Hayden, Idaho, 1998.

I lavori nella casa erano iniziati immediatamente. E dopo che Nick e Luke avevano rimesso apposto gli infissi, e pulito i muri dalla muffa, Bridget decise di andarci a vivere.

Non era ancora pronta per essere vivibile, ma a lei non importava.

Il salotto era stato adibito con tutti i giocattoli e le cose di Lily, perché la sua camera da letto non era pronta.

Nick si ostinava a voler tenere la porta chiusa a chiave. Le diceva: «È una sorpresa».

Bridget fremeva dalla voglia di scoprire cosa si nascondesse al di là di quella porta e dovette quasi farsi autoviolenza per rispettare il suo volere.

Così quando finalmente Nick uscì, completamente sporco di vernice e con un sorriso soddisfatto in volto, Bridget capì che la cameretta era pronta.

«Vieni a vederla?» le chiese con la gioia di un bambino.

Sarebbe stato difficile capire chi dei due fosse più emozionato, se Bridget e  Nick.

Lanciando una breve occhiata a Lily, che dormiva beatamente nel suo lettino, proprio al centro della stanza, Bridget seguì il padre di sua figlia fino alla porta di quella stanza.

Il nome della bambina, inciso su pezzi di legno decorati con immagini di fiori, era attaccato a chiare lettere proprio al centro della porta.

Bridget lo sfiorò delicatamente, quasi fosse una creatura da proteggere, con i polpastrelli. Non sapeva cosa aspettarsi dall'altra parte, ma già intuiva che le sarebbe piaciuto.

Nick, al suo fianco, con un sorriso che gli attraversava tutto il viso, da una guancia all'altra, allungò la mano per afferrare la maniglia, avvicinandosi così tanto a Bridget da lasciargli un dolce bacio sulla guancia. Quasi a tradimento.

Con un unico gesto aprì e lasciò andare la porta che, sospinta dal vento, si spalancò da sola, mostrando al mondo quella piccola isola di paradiso.

Bridget fu letteralmente accecata dai colori presenti all'interno della stanza. Un caleidoscopio così vasto da far girare la testa.

Intolleranti ai convenzionali colori per le camerette dei bambini - azzurro per il maschietto e rosa per la femmina - avevano optato per un bel giallo canarino. 

La sfumatura l'avevano scelta insieme ma vederla esposta su tutte le pareti era un altro effetto. Sembrava fosse scoppiato il sole, così accecante da non poter smettere di sorridere.

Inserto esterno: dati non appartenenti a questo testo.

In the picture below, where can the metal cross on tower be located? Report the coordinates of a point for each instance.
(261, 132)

E poi, su tutte le pareti, Nick aveva attaccato enormi adesivi di animali. Un leone, una zebra, una giraffa, un elefante, e molti altri ancora. 

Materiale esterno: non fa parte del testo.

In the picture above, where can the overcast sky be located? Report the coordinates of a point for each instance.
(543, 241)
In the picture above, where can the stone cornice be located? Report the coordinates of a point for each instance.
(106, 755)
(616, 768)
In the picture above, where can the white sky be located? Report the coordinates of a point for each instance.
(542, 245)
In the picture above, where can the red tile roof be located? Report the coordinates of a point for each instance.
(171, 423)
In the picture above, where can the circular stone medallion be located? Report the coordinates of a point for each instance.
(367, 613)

Sembrava di stare in una piccola foresta in formato cartone animato. Una foresta con lo sfondo giallo. 

La culla che aveva ospitato Bridget anni prima era stata riverniciata e posta proprio al centro della stanza, vicino all'unica finestra.

Una vecchia sedia a dondolo, che gli era stata regalata da un parente di Nick, era lì, non molto distante, con un grosso cuscino bianco e un peluche a forma di leoncino. 

Su una parete erano state attaccate tre mensole, arancioni e di diverse altezze, sulle quali Nick aveva posto tutti i libri che Bridget adorava quando era bambina.

Quello grande in cui erano raccolte tutte le storie delle principesse, quelli che quando si aprivano iniziava una canzoncina - nonostante tutti gli anni passati - e tutte le favole che aveva imparato ad amare nel tempo.

Sua madre non gliele aveva mai raccontate, perciò quando era troppo piccola per poter leggere, si limitava a sfogliare le pagine e ad osservare, ammaliata, le bellissime immagini raffigurate.

Cresciuta, aveva letto e riletto ogni notte le storie impresse in quei libri, quasi a farsi venire la nausea. Lo aveva fatto così tante volte che ormai erano consunti, rovinati, e proprio per questo avevano acquisito ulteriore fascino. 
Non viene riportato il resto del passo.